Recently, global renewable energy consumption has significantly increased. In 2018, global energy demand increased by 2.3%, which was the greatest rise in a decade. China, the United States and India together accounted for almost 70% of the total increase in demand.
Under the circumstances, development of the renewable energy sector is not only a global trend but also a planet-scale must.
- The 1970s energy crisis defined both short- and long-term prospects in the world economy concerning the consumption of oil as a main source of fuel. Since then, global renewable energy trends (using the energy of the sun, wind, geysers, etc.) have become more and more widespread.
- According to REN21, renewable energy has been established as a mainstream global source of electricity for several years. By the end of 2018, the estimated share of renewables in global electricity generation exceeded 26%.
- In 2018, total global investment in renewable power and fuels made up USD 288.9 billion (USD 304.9 billion including hydropower plants larger than 50 MW), which was 11% more than in the previous year.

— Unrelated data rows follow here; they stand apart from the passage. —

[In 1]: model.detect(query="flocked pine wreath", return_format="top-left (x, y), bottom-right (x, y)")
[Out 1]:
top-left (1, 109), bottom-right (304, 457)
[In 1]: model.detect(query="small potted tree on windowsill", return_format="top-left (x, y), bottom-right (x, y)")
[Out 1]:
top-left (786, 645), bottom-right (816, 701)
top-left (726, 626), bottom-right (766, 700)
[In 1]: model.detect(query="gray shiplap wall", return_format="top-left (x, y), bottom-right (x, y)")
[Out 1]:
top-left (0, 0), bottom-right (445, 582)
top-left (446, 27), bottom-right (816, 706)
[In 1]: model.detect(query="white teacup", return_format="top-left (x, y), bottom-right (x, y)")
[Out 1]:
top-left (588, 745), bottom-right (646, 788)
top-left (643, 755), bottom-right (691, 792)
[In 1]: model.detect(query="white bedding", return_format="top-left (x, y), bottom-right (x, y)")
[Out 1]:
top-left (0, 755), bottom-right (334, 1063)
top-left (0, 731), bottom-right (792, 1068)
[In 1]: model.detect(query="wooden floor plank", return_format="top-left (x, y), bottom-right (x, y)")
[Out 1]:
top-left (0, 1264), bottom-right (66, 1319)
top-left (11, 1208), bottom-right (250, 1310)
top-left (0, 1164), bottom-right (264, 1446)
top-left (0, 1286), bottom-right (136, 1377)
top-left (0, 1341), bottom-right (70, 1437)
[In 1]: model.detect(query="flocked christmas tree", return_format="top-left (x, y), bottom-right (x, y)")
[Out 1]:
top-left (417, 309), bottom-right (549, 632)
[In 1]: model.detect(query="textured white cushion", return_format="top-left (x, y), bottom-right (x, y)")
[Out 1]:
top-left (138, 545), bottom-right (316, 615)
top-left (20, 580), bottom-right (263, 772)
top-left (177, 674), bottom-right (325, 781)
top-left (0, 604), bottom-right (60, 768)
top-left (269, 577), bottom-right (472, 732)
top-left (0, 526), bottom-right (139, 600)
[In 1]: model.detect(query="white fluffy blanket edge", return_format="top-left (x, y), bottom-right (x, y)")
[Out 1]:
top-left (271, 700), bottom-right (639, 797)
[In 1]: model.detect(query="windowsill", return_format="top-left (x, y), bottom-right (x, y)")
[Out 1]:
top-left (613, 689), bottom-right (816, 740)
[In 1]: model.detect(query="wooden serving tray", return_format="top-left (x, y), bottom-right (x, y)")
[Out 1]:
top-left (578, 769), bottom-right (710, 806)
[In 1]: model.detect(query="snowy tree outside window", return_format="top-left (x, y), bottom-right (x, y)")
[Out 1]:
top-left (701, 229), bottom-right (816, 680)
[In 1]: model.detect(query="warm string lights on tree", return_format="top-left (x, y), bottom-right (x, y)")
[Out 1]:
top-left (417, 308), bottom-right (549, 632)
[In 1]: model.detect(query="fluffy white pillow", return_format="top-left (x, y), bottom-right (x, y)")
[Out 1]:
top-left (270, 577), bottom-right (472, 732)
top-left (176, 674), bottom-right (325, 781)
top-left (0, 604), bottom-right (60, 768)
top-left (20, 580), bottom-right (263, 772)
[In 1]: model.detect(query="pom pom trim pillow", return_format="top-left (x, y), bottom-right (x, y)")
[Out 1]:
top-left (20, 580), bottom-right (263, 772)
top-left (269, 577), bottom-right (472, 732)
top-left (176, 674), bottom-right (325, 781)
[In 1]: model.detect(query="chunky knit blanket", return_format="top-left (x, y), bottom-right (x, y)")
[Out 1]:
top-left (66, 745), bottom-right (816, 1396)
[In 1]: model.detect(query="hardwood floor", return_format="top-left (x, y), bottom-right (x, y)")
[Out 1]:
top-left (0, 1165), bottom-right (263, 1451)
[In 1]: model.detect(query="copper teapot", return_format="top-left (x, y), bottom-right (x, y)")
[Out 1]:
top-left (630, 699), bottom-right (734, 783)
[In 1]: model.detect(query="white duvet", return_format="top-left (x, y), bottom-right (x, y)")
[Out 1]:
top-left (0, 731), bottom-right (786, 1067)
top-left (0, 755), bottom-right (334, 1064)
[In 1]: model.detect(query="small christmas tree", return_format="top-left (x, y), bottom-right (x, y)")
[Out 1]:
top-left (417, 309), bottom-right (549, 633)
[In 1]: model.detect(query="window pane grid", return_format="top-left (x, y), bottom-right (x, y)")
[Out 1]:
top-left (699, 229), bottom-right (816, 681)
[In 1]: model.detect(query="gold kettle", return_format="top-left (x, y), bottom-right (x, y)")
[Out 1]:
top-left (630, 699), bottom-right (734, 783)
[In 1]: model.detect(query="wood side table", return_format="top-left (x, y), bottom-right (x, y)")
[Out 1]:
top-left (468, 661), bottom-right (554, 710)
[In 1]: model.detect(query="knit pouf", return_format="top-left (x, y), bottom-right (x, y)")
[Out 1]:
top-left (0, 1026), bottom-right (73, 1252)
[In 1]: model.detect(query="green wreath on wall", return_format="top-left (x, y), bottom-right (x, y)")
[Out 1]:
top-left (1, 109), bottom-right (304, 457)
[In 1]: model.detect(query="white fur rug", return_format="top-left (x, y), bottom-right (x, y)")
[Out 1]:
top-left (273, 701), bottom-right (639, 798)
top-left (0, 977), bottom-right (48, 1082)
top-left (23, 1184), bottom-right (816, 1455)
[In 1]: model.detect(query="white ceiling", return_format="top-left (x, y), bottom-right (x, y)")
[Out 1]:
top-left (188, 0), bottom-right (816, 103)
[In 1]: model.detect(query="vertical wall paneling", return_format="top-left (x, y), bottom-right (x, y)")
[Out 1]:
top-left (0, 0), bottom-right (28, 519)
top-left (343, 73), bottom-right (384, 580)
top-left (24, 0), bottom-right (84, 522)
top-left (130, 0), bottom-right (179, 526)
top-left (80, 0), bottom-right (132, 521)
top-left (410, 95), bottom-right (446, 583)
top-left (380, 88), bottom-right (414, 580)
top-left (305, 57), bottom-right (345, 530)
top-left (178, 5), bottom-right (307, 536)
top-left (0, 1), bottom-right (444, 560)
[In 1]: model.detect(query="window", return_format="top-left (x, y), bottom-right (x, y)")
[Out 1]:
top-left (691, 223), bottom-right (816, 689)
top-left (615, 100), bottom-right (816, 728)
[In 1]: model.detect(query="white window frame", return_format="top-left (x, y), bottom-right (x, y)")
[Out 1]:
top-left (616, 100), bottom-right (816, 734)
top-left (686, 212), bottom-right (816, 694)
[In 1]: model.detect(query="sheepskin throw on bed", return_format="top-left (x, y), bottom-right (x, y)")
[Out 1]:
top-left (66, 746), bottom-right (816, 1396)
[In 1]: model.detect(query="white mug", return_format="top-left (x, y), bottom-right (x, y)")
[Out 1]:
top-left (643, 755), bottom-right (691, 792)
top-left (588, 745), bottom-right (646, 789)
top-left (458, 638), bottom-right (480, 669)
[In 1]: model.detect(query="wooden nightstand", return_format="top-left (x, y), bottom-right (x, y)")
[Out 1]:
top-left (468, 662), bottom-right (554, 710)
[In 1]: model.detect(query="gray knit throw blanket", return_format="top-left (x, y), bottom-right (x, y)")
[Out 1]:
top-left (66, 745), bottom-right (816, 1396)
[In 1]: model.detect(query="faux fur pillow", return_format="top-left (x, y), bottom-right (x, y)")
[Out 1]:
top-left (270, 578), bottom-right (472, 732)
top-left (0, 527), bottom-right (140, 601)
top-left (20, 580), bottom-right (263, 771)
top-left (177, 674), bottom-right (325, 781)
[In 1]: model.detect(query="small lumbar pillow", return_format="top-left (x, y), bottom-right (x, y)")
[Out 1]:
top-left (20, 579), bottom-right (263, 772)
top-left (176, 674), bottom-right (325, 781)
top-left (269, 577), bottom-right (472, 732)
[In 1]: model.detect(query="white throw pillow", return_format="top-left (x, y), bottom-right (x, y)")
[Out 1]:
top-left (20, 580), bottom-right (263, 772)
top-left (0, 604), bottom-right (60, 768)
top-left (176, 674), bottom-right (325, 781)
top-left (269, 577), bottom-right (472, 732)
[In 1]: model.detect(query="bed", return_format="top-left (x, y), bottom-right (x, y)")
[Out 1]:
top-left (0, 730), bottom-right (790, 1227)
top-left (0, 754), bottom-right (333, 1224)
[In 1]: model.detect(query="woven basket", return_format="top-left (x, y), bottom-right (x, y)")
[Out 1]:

With China alone accounting for 32% of total renewable energy investment, developing and emerging economies accounted for 53% of the total.
- The World Bank Group announced a target of investing USD 200 billion over five years (starting from 2021) to support 35 GW of renewable energy and enabling infrastructure.
- Since 2010, the cost of wind energy has decreased by 49%, and solar energy – by 85%. This makes them cheaper than two thirds of the world’s new coal or gas facilities.
- Today, the cost per kW of a solar power plant in Ukraine is at least 5 times as lower than in 2014: 5 years ago it was about USD 4 thousand, and now it costs only USD 600-800.
- In future, solar energy may become the main renewable energy source in the Earth’s biosphere. In average, our planet gets about 1,366 W of solar radiation per quare meter.
- The use of solar radiation is crucial in space. The Sun’s energy is one of the few energy sources able to run satellites, automatic interplanetary stations and spacecrafts. By the way, China’s Academy of Space Technology is working on an orbital power plant that would capture solar energy in space at an altitude of 36,000 km and beam it back to Earth.
- Each year, more electricity is generated from renewable than in the previous year. Hydropower still accounted for about 60% of global renewable electricity production in 2018, followed by wind power (21%), solar PV (9%) and bio-power (8%).
- At the end of 2018, the total capacity of wind power plants in Ukraine was 553 MW, and the countries estimated wind power potential is 15,000 MW.
- At the beginning of 2019, Scotland had 10.9 GW of installed renewable energy capacity. Renewable electricity generation in Scotland was 26,708 GWh in 2018, making up 74% of its gross electricity consumption. With 8,423 MW of installed capacity as of 2018, wind power in Scotland is the country’s fastest growing renewable energy source.
- In 2019, solar, wind, biomass and hydroelectric power have produced more electricity than coal and nuclear power combined for the first time in Germany. According to the BDEW (German Association of Energy and Water Industries), the German government plans to reach a 65-per cent share of “green” electricity in the country’s energy mix by 2030. Actually, Europe is actively developing the renewable energy sector aiming at generating 92% of its electricity from renewables by 2050.